Even if the new mothers were in any pain or fell ill after delivery they didn't seek any medical help; mostly because they took the discomfort to be a natural symptom of the pregnancy, but many didn't go for check up because they were not even aware that post partum checkups were available. There is a dearth of information on maternal care practices of the marginalised women from ultra poor households in rural Bangladesh.
Ingrained traditional beliefs and superstitions can also shape practices related to pregnancy. As in many Bangladeshi homes, regardless of socio economic status, the elderly murobbi women in the family take control of the pregnancy dictating what, how, when, where and who, imposing restrictions based on their own experiences and superstitions.

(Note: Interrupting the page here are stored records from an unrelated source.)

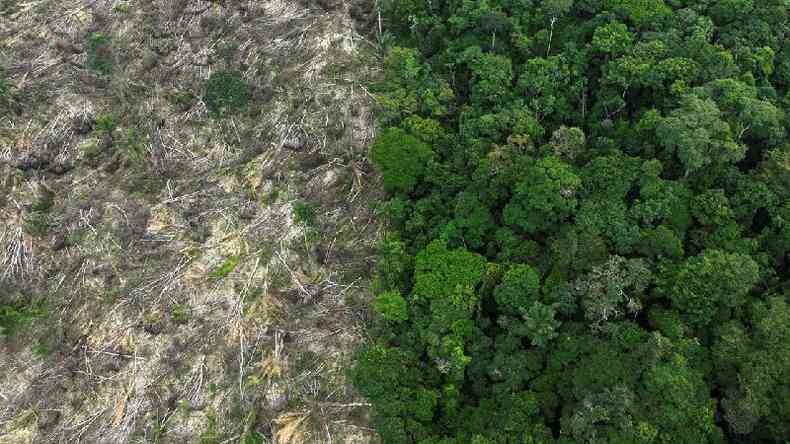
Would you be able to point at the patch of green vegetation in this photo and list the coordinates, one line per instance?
(36, 223)
(225, 269)
(211, 434)
(181, 100)
(4, 85)
(44, 202)
(271, 197)
(92, 152)
(181, 313)
(227, 50)
(105, 125)
(225, 93)
(305, 214)
(18, 315)
(121, 8)
(133, 146)
(110, 295)
(574, 202)
(100, 53)
(212, 390)
(42, 349)
(76, 237)
(250, 436)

For instance, eclipses are believed to effect pregnant women; the ladies reported staying at home or not lying on their own bed during eclipses. There is belief that cooking, cutting and twisting or eating certain things can lead to the child being born with a cleft palate or deformed features and so their movement and diet are controlled. A belief that the placenta could possibly choke the mother from the inside has lead to harmful practices to expel the placenta after delivery.
There have been cases where relatives massaged the abdomen of the mother, or gagged her with her hair or made her consume kerosene oil or onion juice to induce vomiting so that placenta comes out through abdominal contractions.
Monetary constraints, absence of knowledge about the necessity of services and restrictions on the movement of women were identified as reasons for not accessing antenatal care. The report also cites poor attitudes from healthcare staff such as using abusive language, denying services and assistance and lacking compassion in general as a reason for why women tend to avoid seeking healthcare. Women should feel free to share their problems, whatever they may be, with health care providers.
While it is already a priority of the government to address maternal healthcare and proper population control mechanisms, we need to do our part to make sure that the appropriate information is available to all parts of the country. The study iterates what we already know; that affluence and socio cultural factors play a significant role in maternal care practices, that dire poverty and social exclusion push mothers away from proper care during and after pregnancy.
This government is committed to achieving the Millennium Development Goals by 2015, but we have a long…long way to go. So to whoever is reading, be horrified by the aforementioned statistics, feel lucky that you have the knowledge and luxury to be horrified, and then do something about it, in whatever way you are able to.
The problems identified can be traced back to the lack of sufficient resources for healthcare in most parts of Bangladesh (which the government needs to address!) and the general lack of knowledge about the issue. We need to make sure that our mothers, daughters, nieces, maids, students, patients -- basically all the females in our lives -- are aware of the proper health care practices, and that the government is held accountable for facilitating those, so that no one has to have a child when they don't want one and no one has to fall ill or die from an unsafe childbirth.

The writer is an advocacy analyst at shiree.